Markets

European stocks edge higher after Fed slows pace of rate rises

European stocks and US futures rose on Thursday after the Federal Reserve kicked off a series of central bank policy meetings this week by delivering its smallest rate rise since March.

The region-wide Stoxx Europe 600 added 0.9 per cent and London’s FTSE gained 0.3 per cent ahead of policy announcements from the European Central Bank and the Bank of England later in the day. Both are expected to lift rates by half a percentage point to their highest levels since autumn 2008.

Contracts tracking Wall Street’s benchmark S&P 500 rose 0.3 per cent and those tracking the tech-heavy Nasdaq 100 added 0.9 per cent ahead of the New York open. Meta surged 20 per cent in pre-market trading on stronger than expected fourth-quarter revenue and a promise from chief executive Mark Zuckerberg that 2023 would be “the year of efficiency”.

The S&P 500 rose to its highest level since August on Wednesday after the Fed opted to raise rates by a quarter percentage point, ending a run of half and three-quarter-point moves and taking the federal funds rate to between 4.5 and 4.75 per cent.

Traders snapped up government bonds, which have rallied so far this year, taking the yield on the benchmark 10-year Treasury down to 3.40 per cent by Thursday morning. Bond yields fall when prices rise.

The dollar index, which tracks the US currency against a basket of six currencies, fell a further 0.2 per cent, having slipped more than a tenth in the past three months as the pace of interest rate rises has slowed.

Markets expect the Fed to replicate Wednesday’s move when officials meet in March and Fed chair Jay Powell gave investors little reason to think otherwise during a question-and-answer session with journalists late in the day, maintaining that “ongoing increases in the target range will be appropriate”.

Powell acknowledged that “for the first time the disinflationary process has started” in consumer goods, which markets interpreted as dovish, but he added that disinflation had yet to set in across the core services ex-housing part of the price index.

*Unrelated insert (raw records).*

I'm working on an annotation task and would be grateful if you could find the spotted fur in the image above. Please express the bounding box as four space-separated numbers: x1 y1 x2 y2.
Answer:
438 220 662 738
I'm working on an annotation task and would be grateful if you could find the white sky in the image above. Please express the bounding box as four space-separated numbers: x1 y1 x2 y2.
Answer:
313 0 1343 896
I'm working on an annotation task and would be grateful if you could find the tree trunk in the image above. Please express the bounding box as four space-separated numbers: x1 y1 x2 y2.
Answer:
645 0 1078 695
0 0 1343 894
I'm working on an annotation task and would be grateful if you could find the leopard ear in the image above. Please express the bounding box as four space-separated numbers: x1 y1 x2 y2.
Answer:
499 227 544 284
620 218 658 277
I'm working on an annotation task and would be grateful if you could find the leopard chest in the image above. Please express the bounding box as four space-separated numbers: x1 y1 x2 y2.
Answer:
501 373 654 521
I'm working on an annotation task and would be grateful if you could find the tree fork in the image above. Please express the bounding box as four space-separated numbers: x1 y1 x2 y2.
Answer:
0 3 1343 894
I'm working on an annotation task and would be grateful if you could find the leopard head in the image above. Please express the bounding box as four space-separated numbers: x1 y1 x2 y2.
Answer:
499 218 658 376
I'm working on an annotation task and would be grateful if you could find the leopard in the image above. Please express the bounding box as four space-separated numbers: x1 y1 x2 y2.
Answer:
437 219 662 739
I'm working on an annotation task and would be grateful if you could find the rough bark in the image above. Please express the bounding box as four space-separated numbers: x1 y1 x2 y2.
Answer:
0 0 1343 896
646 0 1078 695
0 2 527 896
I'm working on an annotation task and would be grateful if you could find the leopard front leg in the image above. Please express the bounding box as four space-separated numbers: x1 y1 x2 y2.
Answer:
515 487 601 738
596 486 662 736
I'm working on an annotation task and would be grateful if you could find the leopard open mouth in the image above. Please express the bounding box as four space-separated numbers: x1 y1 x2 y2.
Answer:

Despite a slowdown in economic growth, the labour market remains “extremely tight”, Powell said.

Unlike the Fed, however, markets expect March’s rate rise to be the central bank’s last and are pricing in the possibility of rate cuts in late 2023. “We’ll just have to see,” Powell said.

“Reading between the lines of his remarks, we see the first baby steps towards a looming pause in rate hikes following the expected March hike, and ultimately a pivot to rate cuts later this year,” said analysts at Bank of America.

Barclays analysts said Powell’s press conference “sent mixed messages, reiterating that the committee’s work is not done, but showing reluctance to lean against easing financial conditions”.

In Asia, Hong Kong’s Hang Seng index dipped 0.5 per cent, China’s CSI 300 slipped 0.3 per cent and Japan’s Nikkei rose 0.2 per cent.